La narration (1492-1498) : il s’agit du conflit Rome / Albe.

La confirmation :

  • Valère recourt à l’argument de la direction (Perelman, Cf. Wikipédia) ; Horace est difficilement pardonnable.
  • L’argument politique (1489-1491) : la « clémence » est la vertu des rois. Cf. épisode de la « clémence d’Auguste » dans Cinna (1642) : « […] Ô vertu sans exemple ! ô clémence, qui rend / Votre pouvoir plus juste, et mon crime plus grand ! ». Cf. aussi Sénèque, De Clementia.

Une fausse péroraison (1511-1519) : elle est fondée sur une hypotypose (1515). Au moyen du conditionnel et du vocabulaire des preuves pathétiques, Valère utilise la figure de la prétérition.

La reprise de la confirmation (1520-1530) : notions de sacrilège et de destin.

La péroraison (1531-1534) est très brève car la figure de l’hypotypose et les preuves pathétiques ont déjà été mises en œuvre.

Le lieu commun cicéronien

Le cas particulier a des conséquences générales ; c’est le salut de l’État qui est en cause (1491).
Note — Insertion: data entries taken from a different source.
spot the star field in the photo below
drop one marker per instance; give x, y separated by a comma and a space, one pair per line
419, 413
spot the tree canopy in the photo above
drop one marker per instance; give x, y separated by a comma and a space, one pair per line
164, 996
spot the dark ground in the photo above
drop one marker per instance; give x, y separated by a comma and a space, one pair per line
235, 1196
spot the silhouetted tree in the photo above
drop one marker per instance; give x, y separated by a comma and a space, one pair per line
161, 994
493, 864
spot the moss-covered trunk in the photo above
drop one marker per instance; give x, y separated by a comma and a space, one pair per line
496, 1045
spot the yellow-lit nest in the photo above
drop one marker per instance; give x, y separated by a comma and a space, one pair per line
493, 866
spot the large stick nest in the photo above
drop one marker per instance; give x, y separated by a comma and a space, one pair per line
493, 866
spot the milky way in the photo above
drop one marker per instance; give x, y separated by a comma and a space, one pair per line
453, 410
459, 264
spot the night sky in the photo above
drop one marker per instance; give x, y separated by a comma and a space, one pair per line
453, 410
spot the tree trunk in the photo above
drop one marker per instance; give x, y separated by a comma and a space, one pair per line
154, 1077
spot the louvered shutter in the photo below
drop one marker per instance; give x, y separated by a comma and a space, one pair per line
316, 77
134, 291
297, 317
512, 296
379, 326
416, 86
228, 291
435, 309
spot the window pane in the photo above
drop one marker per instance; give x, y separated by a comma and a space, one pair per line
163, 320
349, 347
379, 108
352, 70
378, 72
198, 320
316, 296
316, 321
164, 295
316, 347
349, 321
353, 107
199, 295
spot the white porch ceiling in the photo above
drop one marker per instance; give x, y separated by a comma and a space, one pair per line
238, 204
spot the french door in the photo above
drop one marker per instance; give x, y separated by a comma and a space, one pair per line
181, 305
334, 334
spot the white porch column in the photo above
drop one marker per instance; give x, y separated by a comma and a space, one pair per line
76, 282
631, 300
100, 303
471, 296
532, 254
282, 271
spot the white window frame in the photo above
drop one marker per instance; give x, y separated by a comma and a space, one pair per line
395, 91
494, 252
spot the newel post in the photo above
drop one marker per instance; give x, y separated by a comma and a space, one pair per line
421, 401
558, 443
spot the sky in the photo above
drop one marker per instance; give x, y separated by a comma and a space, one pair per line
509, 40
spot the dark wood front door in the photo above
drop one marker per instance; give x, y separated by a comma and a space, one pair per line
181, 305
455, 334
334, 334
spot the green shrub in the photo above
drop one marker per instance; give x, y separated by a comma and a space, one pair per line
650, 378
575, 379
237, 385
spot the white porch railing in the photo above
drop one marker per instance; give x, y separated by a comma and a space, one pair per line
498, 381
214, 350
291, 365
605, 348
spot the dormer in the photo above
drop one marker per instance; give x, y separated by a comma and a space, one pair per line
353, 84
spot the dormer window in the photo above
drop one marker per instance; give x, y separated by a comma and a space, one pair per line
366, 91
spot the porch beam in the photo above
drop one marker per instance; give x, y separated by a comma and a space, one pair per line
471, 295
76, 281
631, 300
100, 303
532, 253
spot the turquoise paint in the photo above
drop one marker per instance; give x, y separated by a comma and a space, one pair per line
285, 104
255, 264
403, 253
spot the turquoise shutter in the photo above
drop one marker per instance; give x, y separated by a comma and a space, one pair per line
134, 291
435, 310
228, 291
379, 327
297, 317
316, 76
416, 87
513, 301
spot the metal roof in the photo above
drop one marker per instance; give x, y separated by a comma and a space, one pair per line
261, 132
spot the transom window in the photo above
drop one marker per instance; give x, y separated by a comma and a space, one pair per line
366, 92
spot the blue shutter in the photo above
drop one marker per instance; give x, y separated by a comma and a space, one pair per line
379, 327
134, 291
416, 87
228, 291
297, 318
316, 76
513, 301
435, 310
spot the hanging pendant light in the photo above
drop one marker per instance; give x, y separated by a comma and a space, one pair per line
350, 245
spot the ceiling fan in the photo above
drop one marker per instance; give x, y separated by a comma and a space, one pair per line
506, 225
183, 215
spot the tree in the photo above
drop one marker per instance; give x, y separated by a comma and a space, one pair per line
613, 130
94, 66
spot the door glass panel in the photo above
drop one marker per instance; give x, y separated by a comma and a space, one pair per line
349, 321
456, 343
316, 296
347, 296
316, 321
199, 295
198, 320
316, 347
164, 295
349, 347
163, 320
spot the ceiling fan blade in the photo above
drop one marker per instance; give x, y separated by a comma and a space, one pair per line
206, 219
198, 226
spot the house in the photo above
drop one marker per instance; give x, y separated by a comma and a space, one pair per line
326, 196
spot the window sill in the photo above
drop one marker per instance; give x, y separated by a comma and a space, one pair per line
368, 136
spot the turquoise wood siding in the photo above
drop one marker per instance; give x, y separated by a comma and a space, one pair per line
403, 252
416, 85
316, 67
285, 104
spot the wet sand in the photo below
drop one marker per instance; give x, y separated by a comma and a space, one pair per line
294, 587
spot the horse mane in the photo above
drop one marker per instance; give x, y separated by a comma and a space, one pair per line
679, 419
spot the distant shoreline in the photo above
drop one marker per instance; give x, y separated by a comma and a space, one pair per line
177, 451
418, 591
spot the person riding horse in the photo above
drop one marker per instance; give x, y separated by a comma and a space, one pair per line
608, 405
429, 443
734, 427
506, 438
On relève les mots « fureur » et « douleur » : il s’agit du vocabulaire de la tragédie latine (furor et dolor) ; la furor fait basculer Horace dans l’inhumanité. Celui-ci n’est d’ailleurs jamais nommé dans la tirade de Valère (→ synecdoques « ses mains », « un bras » et « une main »).

Quelques mots de conclusion

Les éléments de la rhétorique sont utilisés très précisément. Il faut noter que l’orateur critique le recours à l’hypotypose (« Vous verriez un beau sang, pour accuser sa rage, / D’un frère si cruel rejaillir au visage […] » → « Mais je hais ces moyens qui sentent l’artifice. »), mais c’est pour renforcer son argumentation.